Guarding the Purity of Torah
Guarding the Purity of Torah

The Jewish people have survived centuries of exile, persecution, and dispersion because of one immutable truth: Torah does not change. From the moment our forefathers stood at Har Sinai and declared נעשה ונשמע—na’aseh v’nishma—we will do and we will hear—the covenant was sealed for all generations. The words spoken then were not suggestions, nor were they meant to be adjusted for convenience or circumstance. As it is written in שמות (Shemot) 34:27, “Write for yourself these words, for according to these words I have made a covenant with you and with Yisrael.”


Yet in every generation, there are temptations to bend Torah and halakhah for the sake of the mundane.

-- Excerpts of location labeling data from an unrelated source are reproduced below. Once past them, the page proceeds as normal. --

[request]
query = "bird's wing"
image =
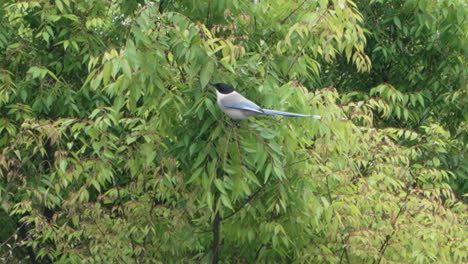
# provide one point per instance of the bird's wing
(246, 105)
(274, 112)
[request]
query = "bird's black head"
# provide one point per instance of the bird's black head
(223, 88)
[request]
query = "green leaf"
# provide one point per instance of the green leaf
(206, 73)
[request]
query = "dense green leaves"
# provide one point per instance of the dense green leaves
(112, 148)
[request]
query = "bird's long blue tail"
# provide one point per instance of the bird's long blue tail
(274, 112)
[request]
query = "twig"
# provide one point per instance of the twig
(243, 204)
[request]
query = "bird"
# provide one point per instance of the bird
(239, 108)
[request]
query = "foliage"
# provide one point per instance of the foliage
(112, 148)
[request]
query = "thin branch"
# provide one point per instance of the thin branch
(243, 204)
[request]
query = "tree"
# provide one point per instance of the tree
(114, 150)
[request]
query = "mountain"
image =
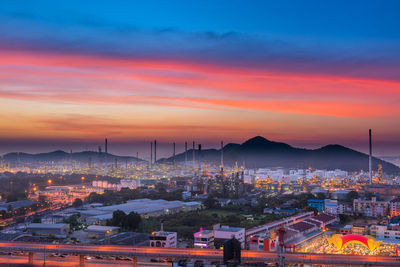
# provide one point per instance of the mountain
(259, 152)
(59, 155)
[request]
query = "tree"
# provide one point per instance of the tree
(42, 198)
(131, 221)
(77, 203)
(117, 219)
(37, 220)
(73, 221)
(314, 209)
(351, 196)
(209, 203)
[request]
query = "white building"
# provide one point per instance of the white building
(163, 239)
(395, 207)
(56, 229)
(388, 232)
(99, 231)
(204, 239)
(331, 207)
(370, 208)
(222, 233)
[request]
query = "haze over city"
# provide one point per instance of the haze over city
(309, 74)
(224, 133)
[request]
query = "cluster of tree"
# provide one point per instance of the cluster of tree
(187, 223)
(15, 186)
(20, 212)
(73, 222)
(129, 221)
(125, 194)
(77, 203)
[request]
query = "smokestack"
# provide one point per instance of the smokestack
(151, 154)
(222, 154)
(185, 154)
(174, 153)
(198, 156)
(194, 152)
(155, 152)
(370, 157)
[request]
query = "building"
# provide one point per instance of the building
(394, 205)
(388, 232)
(57, 229)
(99, 231)
(224, 232)
(163, 239)
(317, 203)
(359, 228)
(370, 208)
(331, 207)
(204, 239)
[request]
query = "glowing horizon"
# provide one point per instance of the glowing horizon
(76, 79)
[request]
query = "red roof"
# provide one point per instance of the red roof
(301, 226)
(324, 218)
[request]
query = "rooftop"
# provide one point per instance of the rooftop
(226, 228)
(100, 228)
(324, 218)
(47, 225)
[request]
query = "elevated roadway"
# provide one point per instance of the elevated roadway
(202, 254)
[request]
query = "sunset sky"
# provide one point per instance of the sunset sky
(308, 73)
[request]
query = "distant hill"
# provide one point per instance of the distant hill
(259, 152)
(59, 155)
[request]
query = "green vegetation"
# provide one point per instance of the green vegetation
(77, 203)
(73, 222)
(186, 224)
(125, 194)
(127, 222)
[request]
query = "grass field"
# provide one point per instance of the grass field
(187, 223)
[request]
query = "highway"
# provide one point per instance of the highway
(203, 254)
(72, 261)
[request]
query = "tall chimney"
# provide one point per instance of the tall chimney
(194, 152)
(370, 157)
(174, 153)
(222, 154)
(151, 154)
(199, 156)
(155, 152)
(185, 154)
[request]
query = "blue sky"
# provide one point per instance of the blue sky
(326, 70)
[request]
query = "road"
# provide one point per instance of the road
(72, 261)
(203, 254)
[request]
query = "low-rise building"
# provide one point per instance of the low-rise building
(99, 231)
(204, 239)
(56, 229)
(331, 207)
(163, 239)
(370, 208)
(359, 228)
(388, 232)
(224, 232)
(319, 204)
(394, 205)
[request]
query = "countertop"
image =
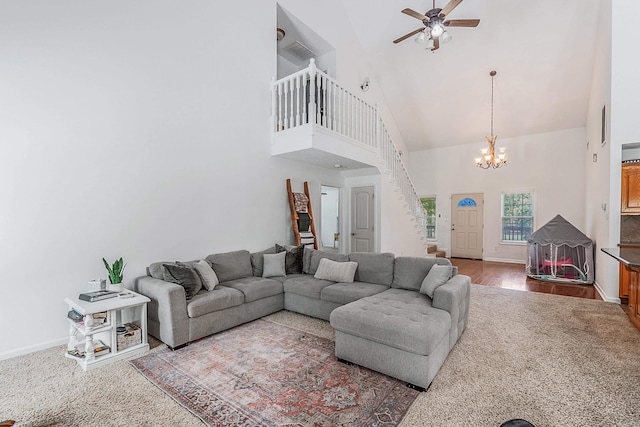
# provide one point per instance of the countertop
(629, 256)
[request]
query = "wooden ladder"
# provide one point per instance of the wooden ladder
(295, 217)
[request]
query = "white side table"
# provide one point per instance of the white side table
(82, 333)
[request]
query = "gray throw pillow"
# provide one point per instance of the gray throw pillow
(437, 276)
(294, 258)
(207, 275)
(274, 265)
(184, 276)
(342, 272)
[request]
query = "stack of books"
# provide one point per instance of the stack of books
(99, 349)
(99, 319)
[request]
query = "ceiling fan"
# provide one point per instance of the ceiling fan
(434, 22)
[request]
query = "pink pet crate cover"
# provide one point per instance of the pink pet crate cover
(560, 252)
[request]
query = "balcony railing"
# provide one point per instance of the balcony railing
(312, 97)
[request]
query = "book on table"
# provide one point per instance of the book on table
(97, 295)
(99, 349)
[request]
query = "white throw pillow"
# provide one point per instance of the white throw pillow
(274, 265)
(438, 275)
(343, 272)
(207, 275)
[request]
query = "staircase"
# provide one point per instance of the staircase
(317, 121)
(432, 251)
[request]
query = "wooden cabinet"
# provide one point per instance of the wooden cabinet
(633, 283)
(634, 298)
(630, 197)
(624, 281)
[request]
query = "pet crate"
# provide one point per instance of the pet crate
(560, 252)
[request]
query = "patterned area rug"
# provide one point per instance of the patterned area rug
(266, 374)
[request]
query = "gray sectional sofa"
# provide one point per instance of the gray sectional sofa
(382, 319)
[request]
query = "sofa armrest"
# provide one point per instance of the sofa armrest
(454, 297)
(167, 311)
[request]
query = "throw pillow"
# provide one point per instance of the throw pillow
(437, 276)
(294, 258)
(274, 265)
(207, 275)
(184, 276)
(336, 271)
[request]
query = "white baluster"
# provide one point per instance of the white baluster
(305, 111)
(292, 122)
(312, 90)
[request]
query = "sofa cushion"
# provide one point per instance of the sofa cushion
(274, 265)
(437, 276)
(409, 272)
(231, 265)
(344, 293)
(336, 271)
(207, 275)
(398, 318)
(373, 267)
(184, 276)
(306, 285)
(316, 256)
(255, 288)
(257, 262)
(294, 258)
(306, 259)
(218, 299)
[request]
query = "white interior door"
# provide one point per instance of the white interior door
(467, 222)
(362, 210)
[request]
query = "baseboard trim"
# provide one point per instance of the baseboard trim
(33, 348)
(604, 296)
(508, 261)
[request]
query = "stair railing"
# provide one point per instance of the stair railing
(311, 96)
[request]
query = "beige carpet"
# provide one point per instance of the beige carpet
(556, 361)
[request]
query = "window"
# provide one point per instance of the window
(517, 217)
(429, 204)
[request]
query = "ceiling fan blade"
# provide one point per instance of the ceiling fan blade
(462, 23)
(414, 14)
(449, 7)
(406, 36)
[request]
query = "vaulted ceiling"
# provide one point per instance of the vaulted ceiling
(542, 50)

Sometimes this comes cloaked in good intentions: a fundraising exercise, an attempt to make practice more accessible, or even the belief that our own priorities might be more pressing than what is written. But the danger is clear. When we justify deviation, no matter how small, we risk eroding the sanctity of Torah itself.

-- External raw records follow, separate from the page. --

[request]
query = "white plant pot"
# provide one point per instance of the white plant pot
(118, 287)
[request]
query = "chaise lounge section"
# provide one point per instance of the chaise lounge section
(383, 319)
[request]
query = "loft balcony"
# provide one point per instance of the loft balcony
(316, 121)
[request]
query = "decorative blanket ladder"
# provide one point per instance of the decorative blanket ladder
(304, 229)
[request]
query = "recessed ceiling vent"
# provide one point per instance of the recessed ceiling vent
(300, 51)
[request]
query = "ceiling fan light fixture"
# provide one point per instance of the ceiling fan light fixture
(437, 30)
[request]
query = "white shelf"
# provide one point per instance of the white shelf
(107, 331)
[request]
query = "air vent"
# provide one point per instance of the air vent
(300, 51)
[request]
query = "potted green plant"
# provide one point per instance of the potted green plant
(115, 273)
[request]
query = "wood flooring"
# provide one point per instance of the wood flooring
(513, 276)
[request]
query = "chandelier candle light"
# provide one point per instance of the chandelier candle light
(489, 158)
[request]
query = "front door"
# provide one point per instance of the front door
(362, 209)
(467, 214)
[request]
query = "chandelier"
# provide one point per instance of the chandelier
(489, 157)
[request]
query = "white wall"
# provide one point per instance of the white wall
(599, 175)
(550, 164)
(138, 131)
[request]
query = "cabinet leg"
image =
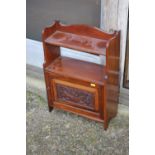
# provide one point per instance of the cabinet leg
(50, 108)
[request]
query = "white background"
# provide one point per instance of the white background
(13, 77)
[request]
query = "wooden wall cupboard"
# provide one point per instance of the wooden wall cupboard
(81, 87)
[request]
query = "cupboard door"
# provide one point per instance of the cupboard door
(75, 94)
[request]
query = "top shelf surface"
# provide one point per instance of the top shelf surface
(78, 42)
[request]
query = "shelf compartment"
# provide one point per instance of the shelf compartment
(77, 69)
(78, 42)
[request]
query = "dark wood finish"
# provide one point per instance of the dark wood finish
(80, 87)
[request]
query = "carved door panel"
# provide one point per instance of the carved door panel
(75, 94)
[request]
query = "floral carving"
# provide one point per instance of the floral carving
(75, 96)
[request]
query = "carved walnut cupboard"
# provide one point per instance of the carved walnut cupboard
(77, 86)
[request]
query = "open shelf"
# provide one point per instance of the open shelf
(77, 69)
(78, 42)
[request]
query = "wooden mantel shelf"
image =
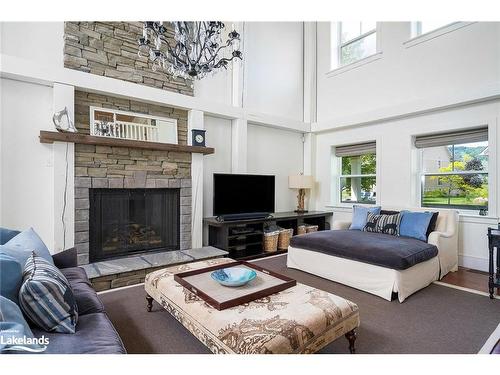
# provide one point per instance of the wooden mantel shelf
(51, 137)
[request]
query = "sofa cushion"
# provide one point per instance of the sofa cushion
(22, 245)
(14, 328)
(360, 214)
(415, 224)
(94, 335)
(387, 224)
(86, 299)
(85, 296)
(7, 234)
(11, 276)
(46, 297)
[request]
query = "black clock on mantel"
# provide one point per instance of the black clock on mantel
(198, 137)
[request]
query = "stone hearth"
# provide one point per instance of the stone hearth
(117, 273)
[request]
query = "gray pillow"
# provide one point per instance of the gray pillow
(21, 246)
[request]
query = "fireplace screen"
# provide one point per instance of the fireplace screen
(127, 221)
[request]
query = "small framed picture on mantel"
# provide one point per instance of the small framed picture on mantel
(198, 137)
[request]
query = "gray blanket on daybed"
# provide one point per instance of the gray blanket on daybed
(379, 249)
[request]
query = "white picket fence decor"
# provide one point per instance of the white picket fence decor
(148, 128)
(125, 130)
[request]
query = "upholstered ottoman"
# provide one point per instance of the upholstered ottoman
(300, 319)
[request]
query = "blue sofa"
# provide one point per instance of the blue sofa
(95, 334)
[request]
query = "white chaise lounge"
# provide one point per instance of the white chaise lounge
(383, 281)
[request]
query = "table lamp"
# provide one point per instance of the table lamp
(302, 183)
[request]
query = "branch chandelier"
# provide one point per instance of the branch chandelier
(198, 48)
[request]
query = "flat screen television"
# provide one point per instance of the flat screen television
(243, 194)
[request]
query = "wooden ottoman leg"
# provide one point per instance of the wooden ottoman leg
(150, 303)
(351, 336)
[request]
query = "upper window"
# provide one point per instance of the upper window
(455, 170)
(419, 28)
(357, 180)
(353, 41)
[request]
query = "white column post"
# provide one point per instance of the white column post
(239, 145)
(196, 121)
(309, 40)
(309, 72)
(238, 70)
(64, 175)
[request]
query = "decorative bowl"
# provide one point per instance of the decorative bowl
(233, 276)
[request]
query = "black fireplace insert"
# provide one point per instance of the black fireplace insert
(130, 221)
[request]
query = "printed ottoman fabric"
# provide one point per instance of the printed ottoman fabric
(301, 319)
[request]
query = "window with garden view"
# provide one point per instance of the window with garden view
(358, 179)
(455, 176)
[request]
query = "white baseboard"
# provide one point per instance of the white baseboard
(475, 263)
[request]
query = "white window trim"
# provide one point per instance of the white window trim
(356, 64)
(435, 33)
(492, 175)
(336, 175)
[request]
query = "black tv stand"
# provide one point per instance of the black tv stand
(247, 216)
(243, 237)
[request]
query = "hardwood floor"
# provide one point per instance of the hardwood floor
(468, 278)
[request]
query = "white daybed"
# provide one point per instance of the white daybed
(383, 281)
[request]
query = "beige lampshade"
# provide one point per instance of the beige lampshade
(300, 182)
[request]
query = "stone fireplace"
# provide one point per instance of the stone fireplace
(128, 221)
(136, 185)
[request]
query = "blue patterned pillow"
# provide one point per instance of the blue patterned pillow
(7, 234)
(15, 334)
(46, 297)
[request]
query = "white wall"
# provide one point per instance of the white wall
(463, 62)
(26, 165)
(274, 68)
(218, 136)
(397, 171)
(276, 152)
(42, 42)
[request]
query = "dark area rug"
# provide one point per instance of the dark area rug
(436, 319)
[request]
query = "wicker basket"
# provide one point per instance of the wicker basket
(284, 238)
(271, 241)
(301, 229)
(311, 228)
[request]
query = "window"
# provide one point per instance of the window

Today, communities sometimes adjust practice for the sake of fundraising, convenience, or appearance. But when an aliyah becomes a commodity, or a mitzvah is adjusted to suit the mood of the people, we risk forgetting that Torah is not ours to reshape—it is ours to guard.


The pursuit of money or influence, no matter how noble the intended cause, cannot justify diminishing the sanctity of Torah. When we deviate, we declare with our actions that the mundane outweighs the eternal. It is not tzedakah if you are buying an aliyah.


The Holy Zohar warns repeatedly of this danger. In Pinchas (246a) we are told that even the slightest breach allows the chitzonim (external forces) to draw sustenance from holiness, weakening blessing in the world. In Vayikra (10a) the Zohar cautions against mixing kodesh (holy) with chol (profane), for blurring these boundaries distances the Shechinah from Yisrael. The message is unequivocal: holiness must remain distinct, untouched by compromise.



Tanya reinforces this truth. In Iggeret HaKodesh, Epistle 26, the Alter Rebbe teaches that every mitzvah, even the one we might call “small,” is in fact a bond with Ein Sof. To substitute or alter it is to weaken that eternal connection. The value of a mitzvah lies not in our perception of its importance, but in its origin as Divine command.


Our strength lies not in innovation but in faithfulness. The words of the Torah are eternal and unchanging, and our responsibility is to uphold them in their purity. Just as a king entrusts his servants with a royal seal, demanding they never alter its imprint, so too has the King of Kings entrusted us with His Torah. The value of the seal lies not in its appearance or popularity, but in the unbroken image of its source.


We live in a time when it is more important than ever to remember that fidelity to Torah is not negotiable. To guard its purity is to guard the covenant itself. To remain true, without swerving right or left, is to stand as our ancestors stood—firm in faith, loyal in deed, and bound eternally to the words spoken at Sinai.